Goodness of Fit Measures

## Other global goodness-of-fit
global.measure=function(s.logit){
dev.resid = s.logit$deviance
dev.0.resid = s.logit$null.deviance
aic = s.logit$aic
goodness = cbind(Deviance.residual =dev.resid, Null.Deviance.Residual = dev.0.resid,
      AIC = aic)
goodness
}
goodness=rbind(full.model = global.measure(full.model),
      reduced.model=global.measure(reduced.model),
      final.model=global.measure(final.model.forward))
row.names(goodness) = c("full.model", "reduced.model", "final.model")
kable(goodness, caption ="Comparison of global goodness-of-fit statistics")
Comparison of global goodness-of-fit statistics
Deviance.residual Null.Deviance.Residual AIC
full.model 1409.708 1718.347 1451.708
reduced.model 1610.339 1718.347 1616.339
final.model 1415.833 1718.347 1435.833

Based on our AIC values above, we will be using the final.model as our final model. In practice, it is always best to use the model with the lowest AIC value.

Final Model

# Odds ratio
model.coef.stats = summary(final.model.forward)$coef
odds.ratio = exp(coef(final.model.forward))
out.stats = cbind(model.coef.stats, odds.ratio = odds.ratio)                 
kable(out.stats,caption = "Summary Stats with Odds Ratios")
Summary Stats with Odds Ratios
Estimate Std. Error z value Pr(>|z|) odds.ratio
(Intercept) -6.8909795 1.0339416 -6.6647667 0.0000000 0.0010169
hypertension1 0.6515714 0.1705278 3.8209100 0.0001330 1.9185533
heart_disease1 0.6680755 0.1980582 3.3731278 0.0007432 1.9504800
grp.age21-24 -12.6870260 741.5158532 -0.0171096 0.9863492 0.0000031
grp.age25-30 -12.6779784 592.3335413 -0.0214034 0.9829238 0.0000031
grp.age31-40 2.0147358 1.1009074 1.8300685 0.0672397 7.4987462
grp.age41-50 2.9866882 1.0392570 2.8738687 0.0040548 19.8199344
grp.age50 + 4.2528703 1.0095812 4.2125095 0.0000253 70.3069241
avg_glucose_level 0.0054563 0.0012784 4.2680899 0.0000197 1.0054712
bmi -0.0187445 0.0115840 -1.6181364 0.1056332 0.9814301

The group-age variable grp.age has six categories. The baseline category is ages 0-20. We can see from the above table inferential table that the odds of having a stroke increase as age increases. For example, the odds ratio association with the age group 41-50 is 19.82. This means if you have high blood pressure, heart disease, and the same level of glucose and bmi, your odds of having a stroke is nearly 20 times higher than the base lined group age 0-20. The same ratio increases to 70 times higher than the base line group 0-20 when you are looking at those who are 50+ years old.

Summary and Conclusion

The case study focused on the association analysis between a set of potential risk factors for having a stroke. The initial data set has 12 numerical and categorical variables.

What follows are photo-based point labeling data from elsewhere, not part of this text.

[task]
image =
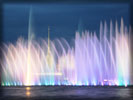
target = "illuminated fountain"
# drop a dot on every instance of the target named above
(92, 61)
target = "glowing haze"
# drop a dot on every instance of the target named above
(93, 60)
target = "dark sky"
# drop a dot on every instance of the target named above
(63, 19)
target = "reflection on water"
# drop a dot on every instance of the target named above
(68, 92)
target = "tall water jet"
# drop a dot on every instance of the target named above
(93, 60)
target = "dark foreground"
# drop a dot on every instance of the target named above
(66, 92)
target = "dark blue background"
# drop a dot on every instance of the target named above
(63, 19)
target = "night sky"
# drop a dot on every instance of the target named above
(63, 19)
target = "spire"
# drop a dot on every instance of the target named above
(48, 37)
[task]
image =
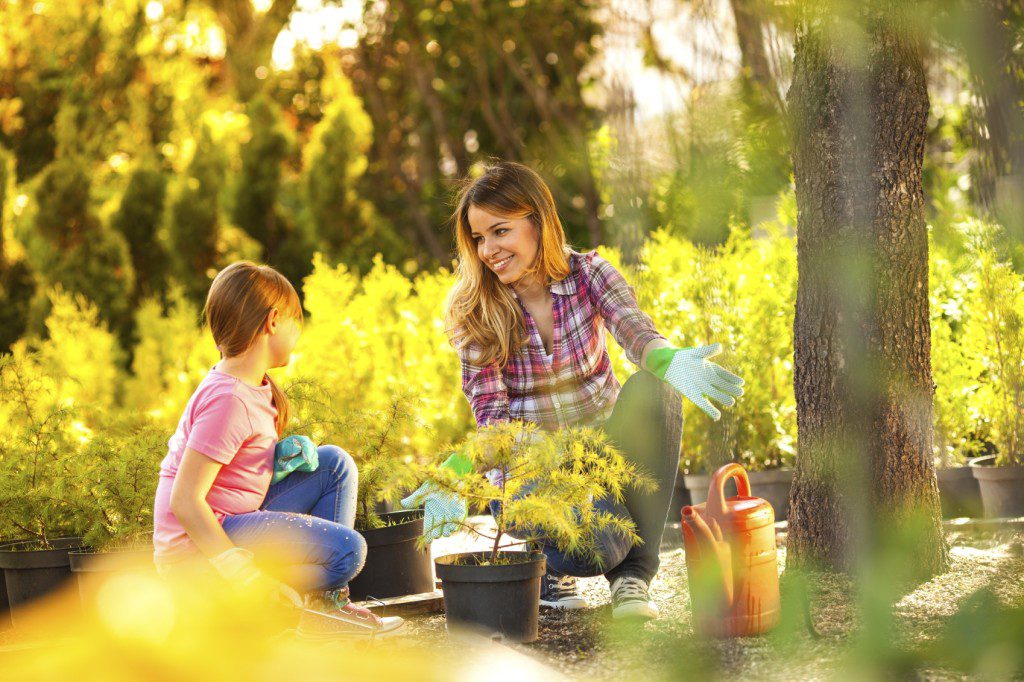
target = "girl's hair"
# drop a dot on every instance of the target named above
(240, 300)
(480, 310)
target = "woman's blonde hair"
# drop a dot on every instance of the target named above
(241, 298)
(481, 311)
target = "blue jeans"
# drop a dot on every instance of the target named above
(646, 426)
(305, 522)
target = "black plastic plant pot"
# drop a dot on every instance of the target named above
(395, 566)
(502, 599)
(1001, 487)
(92, 568)
(30, 573)
(958, 493)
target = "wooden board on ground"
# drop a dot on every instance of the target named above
(425, 603)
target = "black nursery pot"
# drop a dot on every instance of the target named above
(958, 493)
(31, 573)
(504, 598)
(394, 565)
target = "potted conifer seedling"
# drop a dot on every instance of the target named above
(121, 486)
(396, 563)
(39, 504)
(995, 328)
(540, 488)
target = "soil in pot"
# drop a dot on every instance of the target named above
(958, 493)
(92, 569)
(31, 572)
(1001, 487)
(502, 598)
(4, 604)
(680, 499)
(395, 565)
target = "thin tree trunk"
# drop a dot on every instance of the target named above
(862, 371)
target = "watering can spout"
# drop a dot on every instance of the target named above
(730, 559)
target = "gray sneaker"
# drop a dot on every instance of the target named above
(631, 599)
(560, 592)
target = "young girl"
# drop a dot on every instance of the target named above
(527, 316)
(215, 500)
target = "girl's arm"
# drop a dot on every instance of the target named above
(192, 483)
(614, 298)
(652, 345)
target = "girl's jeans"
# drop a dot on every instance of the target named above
(645, 426)
(305, 522)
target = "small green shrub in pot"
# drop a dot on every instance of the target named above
(544, 485)
(994, 330)
(379, 441)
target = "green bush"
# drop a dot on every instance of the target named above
(139, 219)
(993, 332)
(335, 160)
(545, 484)
(72, 248)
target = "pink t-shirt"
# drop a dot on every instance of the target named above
(232, 423)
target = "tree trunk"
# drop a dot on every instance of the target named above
(862, 366)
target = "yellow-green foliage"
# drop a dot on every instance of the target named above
(173, 354)
(742, 296)
(993, 336)
(368, 339)
(80, 359)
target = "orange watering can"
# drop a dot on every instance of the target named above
(730, 559)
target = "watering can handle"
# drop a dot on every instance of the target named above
(716, 492)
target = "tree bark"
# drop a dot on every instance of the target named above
(862, 370)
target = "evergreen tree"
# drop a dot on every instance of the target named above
(195, 217)
(16, 282)
(258, 190)
(335, 161)
(138, 220)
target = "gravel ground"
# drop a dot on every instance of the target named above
(588, 644)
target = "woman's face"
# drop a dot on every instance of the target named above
(507, 246)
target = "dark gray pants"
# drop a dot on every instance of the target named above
(645, 426)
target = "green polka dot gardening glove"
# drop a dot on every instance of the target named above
(443, 511)
(690, 373)
(294, 454)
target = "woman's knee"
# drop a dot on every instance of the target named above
(337, 460)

After exploratory analysis, we decide to re-group the discrete variable age, and then define dummy variables for the associated variable. This new variable was used in the analysis.

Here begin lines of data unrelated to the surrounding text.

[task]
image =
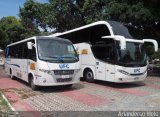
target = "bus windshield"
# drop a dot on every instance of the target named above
(133, 56)
(51, 50)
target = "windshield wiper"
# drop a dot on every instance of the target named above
(56, 57)
(75, 58)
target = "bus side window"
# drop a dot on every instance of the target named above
(32, 53)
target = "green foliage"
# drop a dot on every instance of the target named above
(3, 39)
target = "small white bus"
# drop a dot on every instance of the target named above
(43, 61)
(108, 52)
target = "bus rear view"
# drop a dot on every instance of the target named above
(43, 61)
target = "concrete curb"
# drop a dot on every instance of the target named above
(4, 97)
(11, 107)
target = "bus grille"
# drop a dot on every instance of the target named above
(64, 80)
(63, 72)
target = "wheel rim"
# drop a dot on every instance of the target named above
(89, 75)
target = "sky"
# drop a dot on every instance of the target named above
(11, 7)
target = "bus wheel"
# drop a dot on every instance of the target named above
(32, 85)
(11, 74)
(89, 76)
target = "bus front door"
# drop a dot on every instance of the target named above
(110, 72)
(100, 70)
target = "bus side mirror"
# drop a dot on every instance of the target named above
(29, 45)
(154, 43)
(118, 38)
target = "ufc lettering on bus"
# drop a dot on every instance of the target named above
(64, 66)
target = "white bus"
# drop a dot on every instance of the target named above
(43, 61)
(108, 52)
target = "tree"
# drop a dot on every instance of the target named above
(3, 39)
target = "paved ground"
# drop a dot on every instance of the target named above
(99, 96)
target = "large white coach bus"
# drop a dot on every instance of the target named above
(43, 61)
(108, 52)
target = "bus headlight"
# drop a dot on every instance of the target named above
(77, 70)
(123, 72)
(46, 71)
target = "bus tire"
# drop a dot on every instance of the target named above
(32, 85)
(11, 74)
(89, 76)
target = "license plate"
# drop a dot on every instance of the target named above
(65, 76)
(136, 78)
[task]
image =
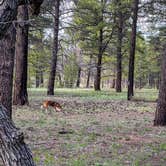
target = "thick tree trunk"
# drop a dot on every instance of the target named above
(132, 51)
(13, 150)
(7, 52)
(37, 78)
(51, 82)
(113, 83)
(78, 77)
(160, 115)
(99, 63)
(88, 78)
(89, 72)
(41, 79)
(8, 12)
(119, 50)
(20, 96)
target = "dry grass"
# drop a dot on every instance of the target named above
(94, 132)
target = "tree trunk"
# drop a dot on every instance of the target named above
(8, 12)
(132, 51)
(89, 72)
(119, 50)
(78, 77)
(37, 78)
(51, 82)
(41, 78)
(160, 115)
(7, 51)
(13, 150)
(113, 83)
(20, 96)
(99, 63)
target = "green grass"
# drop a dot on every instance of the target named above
(119, 133)
(90, 94)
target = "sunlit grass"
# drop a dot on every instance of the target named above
(90, 94)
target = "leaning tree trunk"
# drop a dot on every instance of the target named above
(130, 93)
(51, 82)
(13, 150)
(160, 115)
(119, 50)
(8, 12)
(99, 63)
(7, 50)
(20, 96)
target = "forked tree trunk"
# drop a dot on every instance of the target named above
(130, 93)
(119, 49)
(20, 96)
(160, 115)
(51, 82)
(13, 150)
(7, 52)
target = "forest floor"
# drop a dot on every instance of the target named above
(98, 129)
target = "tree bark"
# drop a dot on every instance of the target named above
(51, 82)
(13, 150)
(99, 63)
(7, 52)
(20, 96)
(119, 50)
(160, 114)
(132, 51)
(78, 77)
(37, 78)
(8, 12)
(89, 72)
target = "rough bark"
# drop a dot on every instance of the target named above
(13, 150)
(20, 96)
(78, 77)
(160, 114)
(51, 82)
(37, 79)
(7, 52)
(89, 72)
(132, 51)
(8, 12)
(119, 50)
(99, 63)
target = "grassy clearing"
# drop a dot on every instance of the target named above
(99, 129)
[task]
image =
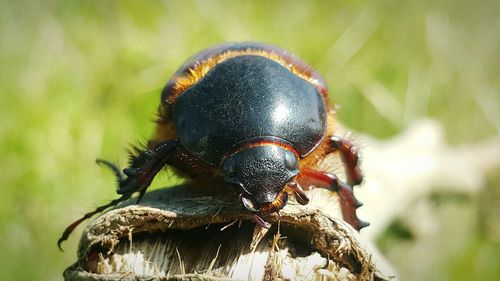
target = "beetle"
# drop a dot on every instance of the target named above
(250, 117)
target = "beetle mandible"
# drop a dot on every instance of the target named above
(248, 116)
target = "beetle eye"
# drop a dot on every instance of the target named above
(290, 160)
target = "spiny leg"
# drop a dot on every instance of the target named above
(348, 203)
(99, 209)
(349, 155)
(143, 167)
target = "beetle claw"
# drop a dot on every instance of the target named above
(248, 204)
(261, 222)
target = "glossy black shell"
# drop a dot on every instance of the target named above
(248, 98)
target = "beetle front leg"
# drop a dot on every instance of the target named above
(143, 167)
(348, 203)
(349, 155)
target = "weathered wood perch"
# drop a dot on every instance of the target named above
(182, 234)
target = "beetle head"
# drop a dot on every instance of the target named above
(261, 172)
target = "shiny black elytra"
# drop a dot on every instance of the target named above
(244, 117)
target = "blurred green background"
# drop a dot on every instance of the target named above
(81, 80)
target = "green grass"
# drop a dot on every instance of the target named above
(81, 80)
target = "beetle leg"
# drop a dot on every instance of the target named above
(143, 167)
(300, 195)
(348, 203)
(349, 155)
(260, 221)
(99, 209)
(136, 178)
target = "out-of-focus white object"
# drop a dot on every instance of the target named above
(411, 165)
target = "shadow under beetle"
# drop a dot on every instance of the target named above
(246, 116)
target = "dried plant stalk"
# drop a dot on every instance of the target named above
(182, 234)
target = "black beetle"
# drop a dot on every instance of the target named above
(250, 117)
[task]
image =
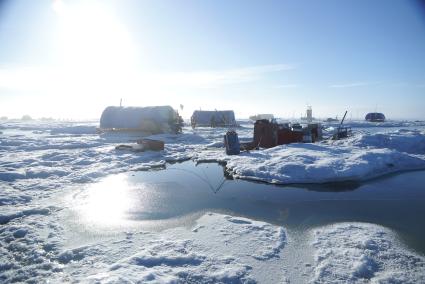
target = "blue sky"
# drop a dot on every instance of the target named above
(70, 59)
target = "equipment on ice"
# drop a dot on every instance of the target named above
(231, 142)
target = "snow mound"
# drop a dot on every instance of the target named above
(360, 157)
(363, 253)
(409, 141)
(77, 130)
(217, 249)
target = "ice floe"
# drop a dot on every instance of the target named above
(219, 249)
(363, 253)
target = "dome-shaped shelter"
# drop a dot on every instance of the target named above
(152, 120)
(213, 118)
(375, 117)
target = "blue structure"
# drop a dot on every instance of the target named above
(153, 120)
(213, 118)
(231, 142)
(375, 117)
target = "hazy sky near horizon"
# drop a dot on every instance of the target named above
(71, 59)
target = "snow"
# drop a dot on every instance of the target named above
(363, 253)
(40, 160)
(176, 255)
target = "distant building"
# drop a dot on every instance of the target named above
(309, 115)
(151, 120)
(261, 116)
(213, 118)
(375, 117)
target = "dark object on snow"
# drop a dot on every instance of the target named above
(375, 117)
(214, 118)
(151, 144)
(268, 134)
(152, 120)
(342, 132)
(143, 145)
(231, 142)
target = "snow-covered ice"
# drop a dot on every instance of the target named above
(363, 253)
(38, 161)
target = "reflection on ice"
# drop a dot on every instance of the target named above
(108, 202)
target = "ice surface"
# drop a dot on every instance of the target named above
(40, 160)
(218, 249)
(363, 253)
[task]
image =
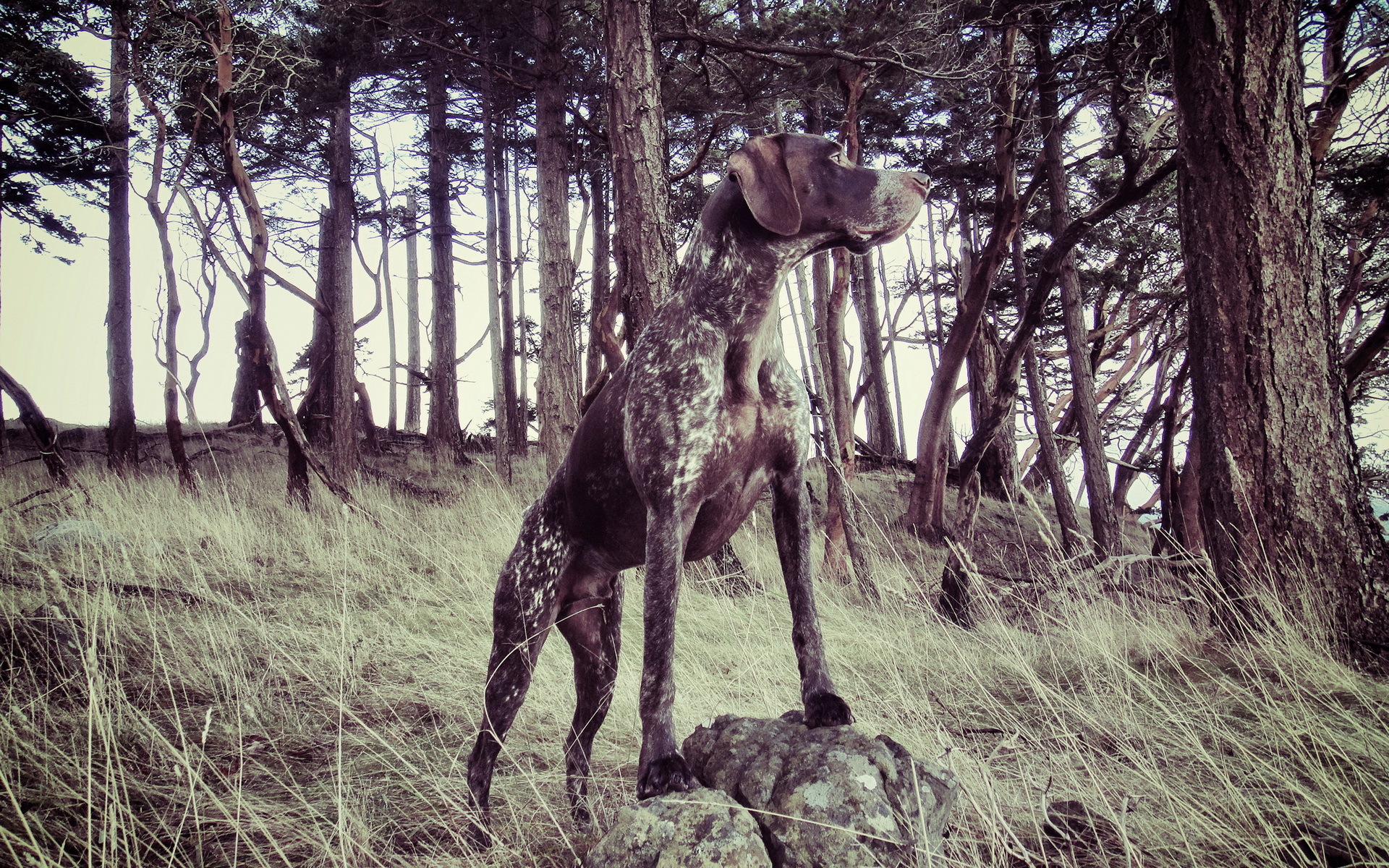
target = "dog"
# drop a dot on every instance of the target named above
(674, 453)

Since hypertension and heart disease are considered to be major contributors to the risk of having a stroke, we include these factors in the final model regardless of the statistical significance, although our analysis shows that are statistically significant.

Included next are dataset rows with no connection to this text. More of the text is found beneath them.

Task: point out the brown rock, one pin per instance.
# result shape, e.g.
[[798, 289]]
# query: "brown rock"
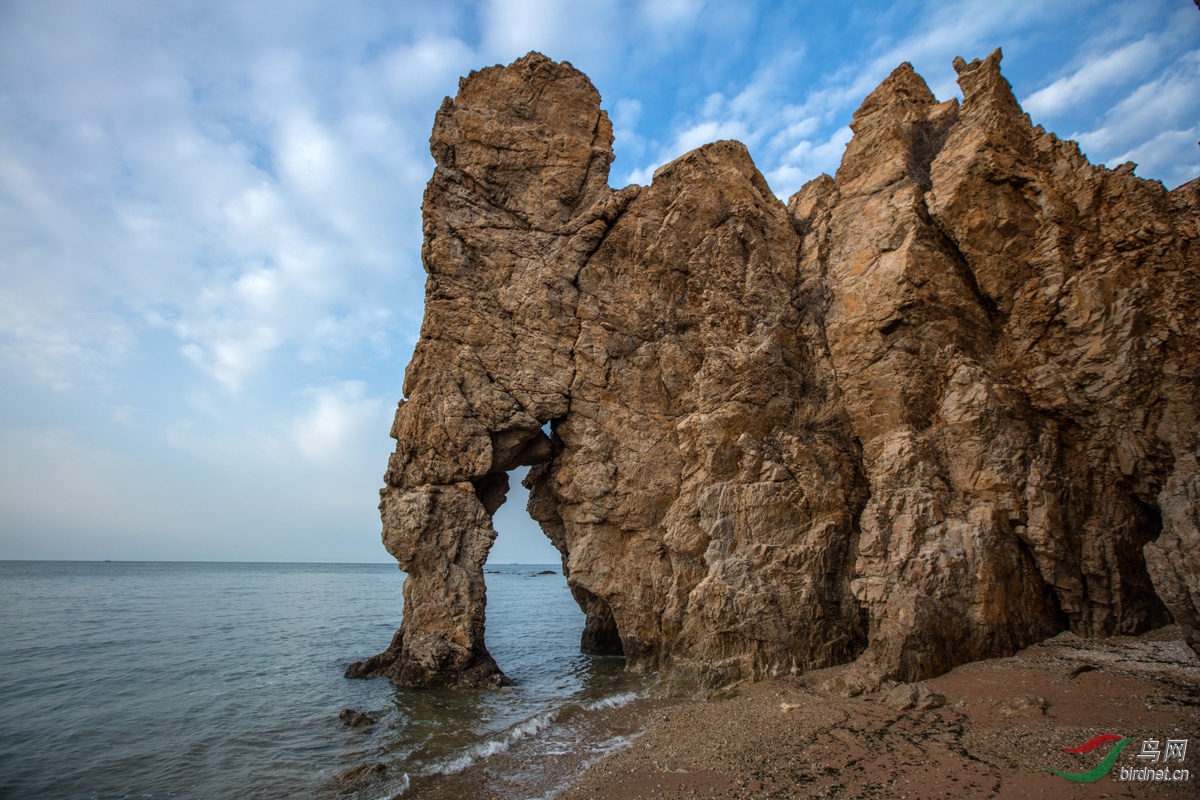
[[1021, 705], [936, 409], [354, 719]]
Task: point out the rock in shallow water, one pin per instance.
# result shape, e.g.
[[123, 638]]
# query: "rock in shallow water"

After automatic variable selection, we obtain the final model with 5 factors, hypertension (1 dummy variable), heart disease (1 dummy variable), age (with 5 dummy variables), glucose, and BMI.

Our final conclusion from our data is that health factors are what lead to strokes. The odds ratio shows that having heart disease, high blood pressure(hypertension), and higher glucose lead to a stroke.